The restaurant, a partnership between chef Daniel Serfer and Ryan Roman, fills the space formerly occupied by Gourmet Diner, located at 13951 Biscayne Blvd. in North Miami Beach. The new branch of Mignonette takes much from the original Edgewater location, including a marquee featuring available oysters and fresh seafood served "plain" or "fancy," but the railcar motif of the North Miami Beach spot provided inspiration for some menu changes.

Mignonette Uptown's chef de cuisine, Anthony Ciancio, has created some unique items that blend the seafood house's original concept with its new diner-like digs. “I want to create a down-home luxuriousness at Mignonette Uptown that Chef Serfer has arguably perfected,” the chef says.
Ciancio, who has worked at some of Miami's best-loved restaurants, including Michael’s Genuine Food & Drink, 27 Restaurant, and Alter, and who worked under James Beard Award winner Sean Brock at McCrady's, offers new additions such as Buffalo scallops, fried chicken, and a dry-aged bone-in New York strip with pommes Anna.
In keeping with the diner theme, a rotating dessert display prominently shows off cakes by pastry chef Devin Braddock.
New Times was invited for a friends-and-family preview of the fare and, although the restaurant doesn't officially open until Friday, curious walk-ins were being accommodated by Roman, who was greeting guests at the door. Spotted dining at the convivial space were chefs Allen Susser — a longtime mentor of Serfer's — and Josh's Deli's Josh Marcus. Also there were Miami Food Pug's Geoffrey Anderson and Dianne Rubin. Clearly, Mignonette has brought some life to the northern reaches of Miami-Dade.

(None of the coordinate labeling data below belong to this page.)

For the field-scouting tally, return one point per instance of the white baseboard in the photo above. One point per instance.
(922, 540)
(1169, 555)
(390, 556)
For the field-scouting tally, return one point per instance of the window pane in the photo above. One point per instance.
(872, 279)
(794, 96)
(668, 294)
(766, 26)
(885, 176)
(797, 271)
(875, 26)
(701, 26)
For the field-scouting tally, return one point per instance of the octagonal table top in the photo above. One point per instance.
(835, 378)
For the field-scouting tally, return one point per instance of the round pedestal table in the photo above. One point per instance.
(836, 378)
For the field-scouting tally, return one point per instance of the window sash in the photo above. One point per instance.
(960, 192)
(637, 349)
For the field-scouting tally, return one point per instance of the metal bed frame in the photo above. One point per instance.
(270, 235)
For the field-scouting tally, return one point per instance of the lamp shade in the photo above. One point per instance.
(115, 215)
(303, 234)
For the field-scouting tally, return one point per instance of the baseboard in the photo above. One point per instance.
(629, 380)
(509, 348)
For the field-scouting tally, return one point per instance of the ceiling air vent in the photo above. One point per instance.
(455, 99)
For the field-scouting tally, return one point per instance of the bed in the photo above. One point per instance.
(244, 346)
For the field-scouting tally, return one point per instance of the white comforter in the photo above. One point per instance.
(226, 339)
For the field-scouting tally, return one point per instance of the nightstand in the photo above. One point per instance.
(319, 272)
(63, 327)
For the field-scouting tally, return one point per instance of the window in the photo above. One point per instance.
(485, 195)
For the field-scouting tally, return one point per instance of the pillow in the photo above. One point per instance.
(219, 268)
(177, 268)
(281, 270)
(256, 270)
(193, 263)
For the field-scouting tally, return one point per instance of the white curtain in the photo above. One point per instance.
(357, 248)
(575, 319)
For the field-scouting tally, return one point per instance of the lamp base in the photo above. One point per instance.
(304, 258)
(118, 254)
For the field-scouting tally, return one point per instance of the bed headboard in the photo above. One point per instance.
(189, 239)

Start your dinner with a caviar "bump" ($11), a mini caviar blini. It's a bite of wow.

Buffalo scallops are a play on chicken wings ($15). Large scallops are served with crisp chicken skin, Gorgonzola, and spicy Buffalo sauce.

Giant mussels in red sauce are plump and juicy ($17). Served with a generous amount of bread for dipping, this appetizer can be shared or even ordered as an entrée.

As at the original Mignonette, entrées can be "plain" or "fancy." The fancy cod is served in a champagne reduction with caviar and oysters ($27, shown). A plain version is served with beurre blanc and a choice of veggie side.

"Fancy" swordfish ($33) is served with beluga lentils and wild mushrooms.

Chocoholics must finish their meal with the chocolate pie — a semisweet chocolate mousse in a chocolate Oreo crust. On a lighter note, the fruit tart layers a buttery crust with custard, kiwi, and fresh berries.
Mignonette Uptown is open for lunch daily from noon to 3:30 p.m. and for dinner Sunday through Thursday from 5:30 to 10 p.m. and Friday and Saturday from 5:30 to 11 p.m. Brunch service will follow soon.